Читал, какие пришли корабли, читал о том, что шведский король предпринял путь в Людвиглюст и ожидал в дороге своей кареты.
Читал объявления о продаже домов в Москве, о лошадях и книгах.
Книг выходило все больше и больше.
Империя, так сказать, процветала.
Дорожали и люди. Хороший парикмахер мог пойти даже за тысячу – тысячу двести рублей.
Из Парижа только вести были неожиданные.
Странные были вести, не тот уже был Париж, по которому епископ Кирилл мечтал ездить на осетрах.
Появилось в газете, что в Испании запрещено даже разговаривать о Франции.
Был летний июльский вечер.
Уже село солнце.
Круглый, плохо чищенный месяц, похожий на церковное истертое, посеребренное блюдо, висел в небе.
День был субботний, звонили колокола над Могилевом.
Лавки стояли закрытые.
Гавриил Иванович вошел в кафедральный собор.
Богослужение еще не начиналось, но приятно было, что в соборе не жарко.
На клиросе становились, покашливая певчие.

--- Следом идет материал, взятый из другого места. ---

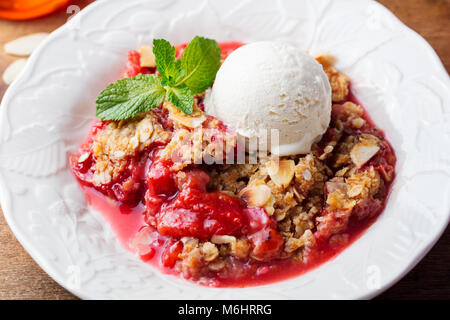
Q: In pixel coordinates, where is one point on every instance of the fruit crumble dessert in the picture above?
(156, 162)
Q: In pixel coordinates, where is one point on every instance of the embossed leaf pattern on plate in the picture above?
(46, 113)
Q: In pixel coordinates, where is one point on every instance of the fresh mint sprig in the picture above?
(179, 80)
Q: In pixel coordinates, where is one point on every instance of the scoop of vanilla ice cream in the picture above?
(271, 85)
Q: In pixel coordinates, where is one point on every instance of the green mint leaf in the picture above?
(200, 63)
(129, 97)
(181, 97)
(169, 69)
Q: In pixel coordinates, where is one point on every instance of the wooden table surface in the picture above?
(22, 278)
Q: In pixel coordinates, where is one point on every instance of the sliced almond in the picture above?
(14, 70)
(363, 152)
(147, 57)
(24, 46)
(193, 120)
(332, 186)
(281, 172)
(256, 196)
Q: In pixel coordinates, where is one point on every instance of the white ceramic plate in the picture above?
(47, 112)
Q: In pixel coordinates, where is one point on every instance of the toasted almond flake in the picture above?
(24, 46)
(209, 251)
(83, 157)
(328, 149)
(256, 196)
(307, 175)
(358, 123)
(362, 152)
(332, 186)
(223, 239)
(193, 120)
(281, 172)
(14, 70)
(147, 57)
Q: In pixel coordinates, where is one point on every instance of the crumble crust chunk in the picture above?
(311, 199)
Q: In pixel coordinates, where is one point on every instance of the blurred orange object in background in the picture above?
(29, 9)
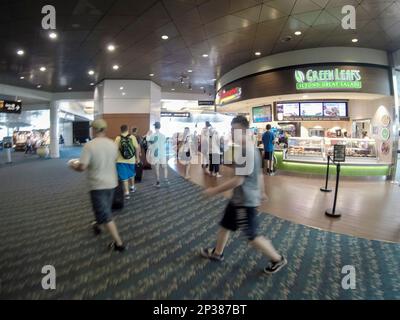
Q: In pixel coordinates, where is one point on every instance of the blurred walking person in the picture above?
(129, 154)
(98, 159)
(157, 153)
(186, 152)
(248, 193)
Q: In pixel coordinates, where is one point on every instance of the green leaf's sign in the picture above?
(328, 79)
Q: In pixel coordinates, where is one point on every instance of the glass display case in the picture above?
(305, 148)
(356, 149)
(318, 149)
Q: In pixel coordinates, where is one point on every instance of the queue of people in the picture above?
(107, 161)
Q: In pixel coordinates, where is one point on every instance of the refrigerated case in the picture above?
(305, 149)
(318, 149)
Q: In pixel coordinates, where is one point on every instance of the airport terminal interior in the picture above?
(125, 126)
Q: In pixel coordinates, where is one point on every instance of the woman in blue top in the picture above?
(268, 141)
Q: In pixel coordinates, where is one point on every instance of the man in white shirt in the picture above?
(98, 158)
(157, 154)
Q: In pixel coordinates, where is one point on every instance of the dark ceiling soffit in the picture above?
(306, 66)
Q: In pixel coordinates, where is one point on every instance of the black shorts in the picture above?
(241, 218)
(268, 156)
(102, 205)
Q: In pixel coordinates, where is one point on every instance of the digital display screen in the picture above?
(311, 109)
(262, 114)
(335, 109)
(290, 109)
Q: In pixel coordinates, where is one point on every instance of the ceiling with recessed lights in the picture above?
(162, 40)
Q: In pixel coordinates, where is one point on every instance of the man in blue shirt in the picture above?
(268, 141)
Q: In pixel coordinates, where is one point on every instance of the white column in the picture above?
(54, 130)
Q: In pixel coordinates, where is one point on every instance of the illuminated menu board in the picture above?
(311, 109)
(262, 114)
(335, 109)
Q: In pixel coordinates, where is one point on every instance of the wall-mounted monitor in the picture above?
(262, 114)
(311, 109)
(335, 109)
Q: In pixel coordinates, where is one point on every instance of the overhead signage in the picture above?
(312, 111)
(228, 96)
(262, 114)
(175, 114)
(206, 103)
(328, 79)
(10, 106)
(7, 142)
(339, 153)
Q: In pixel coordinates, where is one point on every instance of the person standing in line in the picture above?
(268, 140)
(129, 153)
(98, 159)
(185, 152)
(215, 153)
(204, 146)
(157, 155)
(241, 212)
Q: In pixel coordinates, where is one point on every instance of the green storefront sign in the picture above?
(328, 79)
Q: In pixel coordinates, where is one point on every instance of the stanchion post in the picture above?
(333, 213)
(327, 177)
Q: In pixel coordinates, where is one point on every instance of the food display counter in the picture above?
(309, 156)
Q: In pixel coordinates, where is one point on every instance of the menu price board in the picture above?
(206, 103)
(7, 142)
(262, 114)
(10, 106)
(312, 111)
(335, 109)
(175, 115)
(339, 153)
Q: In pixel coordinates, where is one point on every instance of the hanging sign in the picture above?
(228, 96)
(10, 106)
(175, 114)
(328, 79)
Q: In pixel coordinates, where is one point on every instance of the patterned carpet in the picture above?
(45, 214)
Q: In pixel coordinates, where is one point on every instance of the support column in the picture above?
(135, 103)
(54, 130)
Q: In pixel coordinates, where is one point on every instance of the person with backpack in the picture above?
(129, 155)
(248, 194)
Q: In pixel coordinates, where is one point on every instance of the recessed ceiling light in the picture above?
(53, 35)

Кто-то ударил Гавриила Ивановича по плечу. Не оборачиваясь, протянул Добрынин руку, думая, что просят передать свечу.
Но знакомый голос Целиковского произнес тихонько:
– Кирилл Севский здесь.
– Где здесь?
– Мы видели, как они с нашим архиереем вошли в алтарь.
Тут вдруг отворились главные посредине алтаря двери, называемые царскими.
И в малом облачении с пасторским жезлом в руке вышел на амвон сам Флиоринский.
В церкви было почти пусто, никто не интересовался смотреть, как служит заштатный архиерей.
Кирилл пытался придать шагам своим твердость и бодрость, пытался принять осанку горделивую.
Но ноги волочились, голос был тускл.
Негромко пели певчие, как будто боясь потревожить высоких, сухопарых святых, написанных на стенах собора.
Четыре евангелиста с четырьмя зверями – поющим, вопиющим, взывающим и глаголющим – смотрели с парусов свода.
За иконостасом было тихо.
Добрынин чувствовал в сердце жалость.
«Увы, – думал он, – куда делись Кирилловы живость и проворство! И никого тут он на всю церковь не бранит, и бороды свечами не палит. Тихо теперь за иконостасом.
Вот что значит под старость двенадцать лет!»
Так думал Гавриил, подпевая еще бодрым своим голосом певчим, для того чтобы хоть этим увеличить торжественное богослужение.